SULTRALINE.ID, KENDARI – Mengingat maraknya tindak korupsi yang terjadi di tanah air maka tepat hari ini mahasiswa yang tergabung dalam cipayung plus melakukan demo aksi damai, sekaligus merangkaikan dengan peringatan hari anti koropsi oleh para mahasiswa USN Kolaka Selasa (11/12/2018)

Aksi mahasiswaini di lakukan di dua titik. Pertama di depan kampus USN kolaka dan kemudian menuju ke kantor kejaksaan negeri Kolaka.

pantauan media ini, para mahasiswa melakukan aksinya pada pukul 7. 30 dan selesai pukul 10.24 Wita.

Menurut salah satu korlap Fajar Malik dari Fakultas Fisip mengatakan, yang tergabung dalam aksi ini terdiri dari beberapa organisasi Cipayung Plus wilayah Kabupaten Kolaka yang terdiri dari GMNI, PMII, HMI, GMNI dan KMHDI dengan tujuan adalah aksi damai supaya pihak kejaksaan Kolaka minimal mampu mengawal kasus-kasus korupsi yang teradi di tanah air terutama di kabupaten Kolaka.

“Khususnya dana-dana desa yang hari ini ada penambahan anggaran yang terjadi di desa-desa minimal itu yang kita ingin capai dari cipayung plus dan hingga sampai hari ini kami melakukan aksi dan lngin kita hearing dengan pihak yang terkait yaitu kejaksaan. Yah minimal untuk memperkuat bagaimana layanan kejaksaan dalam hal korupsi yang terjadi di kolaka khususnya. Itulah yang kita ingin tahu ketika kita hearing nanti,” tuturnya.

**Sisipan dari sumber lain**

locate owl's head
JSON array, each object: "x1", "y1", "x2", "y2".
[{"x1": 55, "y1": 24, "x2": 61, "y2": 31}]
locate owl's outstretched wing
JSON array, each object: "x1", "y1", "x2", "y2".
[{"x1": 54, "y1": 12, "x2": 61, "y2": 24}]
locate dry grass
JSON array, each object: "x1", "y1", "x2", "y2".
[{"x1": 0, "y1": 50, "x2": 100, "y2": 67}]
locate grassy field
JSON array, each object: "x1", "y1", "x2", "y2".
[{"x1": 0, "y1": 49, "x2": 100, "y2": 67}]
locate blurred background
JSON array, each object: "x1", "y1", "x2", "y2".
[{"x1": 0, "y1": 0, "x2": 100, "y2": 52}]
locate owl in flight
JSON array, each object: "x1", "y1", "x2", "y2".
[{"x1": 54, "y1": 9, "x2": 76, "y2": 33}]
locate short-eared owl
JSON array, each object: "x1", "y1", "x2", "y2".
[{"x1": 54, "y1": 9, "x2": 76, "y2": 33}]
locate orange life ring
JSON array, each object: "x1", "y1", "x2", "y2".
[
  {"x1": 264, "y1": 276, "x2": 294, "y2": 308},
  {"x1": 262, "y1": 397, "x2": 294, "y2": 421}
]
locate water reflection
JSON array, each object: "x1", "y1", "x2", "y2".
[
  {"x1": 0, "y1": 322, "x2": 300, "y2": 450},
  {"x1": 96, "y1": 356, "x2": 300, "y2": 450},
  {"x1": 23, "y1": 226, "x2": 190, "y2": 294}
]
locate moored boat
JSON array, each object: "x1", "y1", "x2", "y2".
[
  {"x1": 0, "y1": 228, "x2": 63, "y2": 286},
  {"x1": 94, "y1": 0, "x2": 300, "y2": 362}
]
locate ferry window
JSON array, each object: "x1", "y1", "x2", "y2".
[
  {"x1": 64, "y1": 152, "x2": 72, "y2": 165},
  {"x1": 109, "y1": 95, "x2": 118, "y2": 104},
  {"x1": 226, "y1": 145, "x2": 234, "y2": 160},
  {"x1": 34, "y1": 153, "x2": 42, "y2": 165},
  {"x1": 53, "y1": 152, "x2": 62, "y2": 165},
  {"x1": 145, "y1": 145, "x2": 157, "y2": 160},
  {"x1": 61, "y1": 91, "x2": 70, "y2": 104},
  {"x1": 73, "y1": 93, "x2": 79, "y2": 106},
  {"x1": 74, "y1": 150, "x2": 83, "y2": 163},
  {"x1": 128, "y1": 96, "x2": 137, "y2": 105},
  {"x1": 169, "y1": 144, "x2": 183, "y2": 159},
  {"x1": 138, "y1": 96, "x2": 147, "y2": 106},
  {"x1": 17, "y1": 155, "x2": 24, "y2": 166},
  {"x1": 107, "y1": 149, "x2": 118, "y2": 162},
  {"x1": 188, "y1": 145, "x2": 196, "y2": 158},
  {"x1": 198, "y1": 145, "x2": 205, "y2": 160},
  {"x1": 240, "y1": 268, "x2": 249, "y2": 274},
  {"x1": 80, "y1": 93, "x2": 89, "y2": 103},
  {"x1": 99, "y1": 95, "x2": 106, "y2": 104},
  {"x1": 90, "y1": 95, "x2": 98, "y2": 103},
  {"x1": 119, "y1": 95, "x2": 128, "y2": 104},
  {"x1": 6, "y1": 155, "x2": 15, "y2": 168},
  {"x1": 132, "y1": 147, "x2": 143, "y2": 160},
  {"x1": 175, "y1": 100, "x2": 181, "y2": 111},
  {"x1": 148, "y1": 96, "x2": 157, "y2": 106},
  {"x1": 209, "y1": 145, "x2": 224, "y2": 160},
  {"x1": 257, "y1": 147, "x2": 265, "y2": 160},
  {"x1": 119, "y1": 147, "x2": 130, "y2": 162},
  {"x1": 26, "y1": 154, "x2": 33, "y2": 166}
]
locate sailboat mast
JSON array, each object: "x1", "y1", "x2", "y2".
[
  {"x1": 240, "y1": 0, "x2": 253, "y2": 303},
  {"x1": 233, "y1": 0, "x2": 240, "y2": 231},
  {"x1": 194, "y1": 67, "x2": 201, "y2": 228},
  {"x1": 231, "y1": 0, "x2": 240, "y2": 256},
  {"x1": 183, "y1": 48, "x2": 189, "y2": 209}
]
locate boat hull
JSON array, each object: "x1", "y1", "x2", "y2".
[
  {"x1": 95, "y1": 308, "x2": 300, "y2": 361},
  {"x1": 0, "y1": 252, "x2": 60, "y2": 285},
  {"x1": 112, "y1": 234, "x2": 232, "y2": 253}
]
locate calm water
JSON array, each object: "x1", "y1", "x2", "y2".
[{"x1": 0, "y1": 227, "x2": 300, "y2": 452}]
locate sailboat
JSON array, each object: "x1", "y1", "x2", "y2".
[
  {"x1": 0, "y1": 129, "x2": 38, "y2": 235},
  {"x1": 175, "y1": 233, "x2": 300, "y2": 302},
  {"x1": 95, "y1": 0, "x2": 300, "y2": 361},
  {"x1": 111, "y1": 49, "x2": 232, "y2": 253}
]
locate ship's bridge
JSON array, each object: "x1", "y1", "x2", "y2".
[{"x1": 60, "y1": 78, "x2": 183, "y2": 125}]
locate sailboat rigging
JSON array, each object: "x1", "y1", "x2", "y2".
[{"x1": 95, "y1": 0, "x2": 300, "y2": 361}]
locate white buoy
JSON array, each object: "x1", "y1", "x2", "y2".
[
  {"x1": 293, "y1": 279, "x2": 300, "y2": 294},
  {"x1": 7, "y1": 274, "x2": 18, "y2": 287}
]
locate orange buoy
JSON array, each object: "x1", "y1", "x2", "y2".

Fajar menambahkan, sebagai mahasiswa yang agen of control cara kerja kejaksaan ini belum melihat kasus-kasus apa apa yang di tangani, maka dari itu tujuan mereka ini nantinya ingin tahu sampai dimana kinerja kejakasaan dalam mengawal kasus korupsi tentunya di Kolaka.

” tadi juga kita lihat dan dengar teman kami dengan tegas memgatakan kami mahasiswa keras jangan menghalangi membakar ban karna itu adalah simbol mahasiswa ketika demo yang perlu pengamanan halangi adalah para koruptor bukan kami, dan kami punya tema praktek-praktek koruptor yang ada di Indonesia terutama di kolaka itu adalah satu kegiatan yang haram hukumnya di halangi pihak-pihak keamanan khususnya pengadilan negeri Kabupaten Kolaka untuk kemudian menangkap para koruptor di Kolaka,” tegasnya.

Bahkan, sejarah membuktikan mahasiswa tidak puas dengan hukum yang di berikan pada pelaku tikus tikus berdasi itu dan yang paling ramai saat ini di perbincangkan oleh mahasiswa adanya persoalan E-KTP yang seharusnya E-KTP itu sudah selesai di era pemerintahan SBY (Susilo Bambang Yudhoyono). Namun sampai hari ini masih ada karena banyaknya kongkalikong di jalankan oleh praktek -praktek koruptor sehingga sampai saat ini belum tuntas.

“Ketika pihak kejjaksaan menemui kami di lapangan area demo, pjhak kejaksaan berjanji akan menuntaskan masalah ini,” tandas Fajar.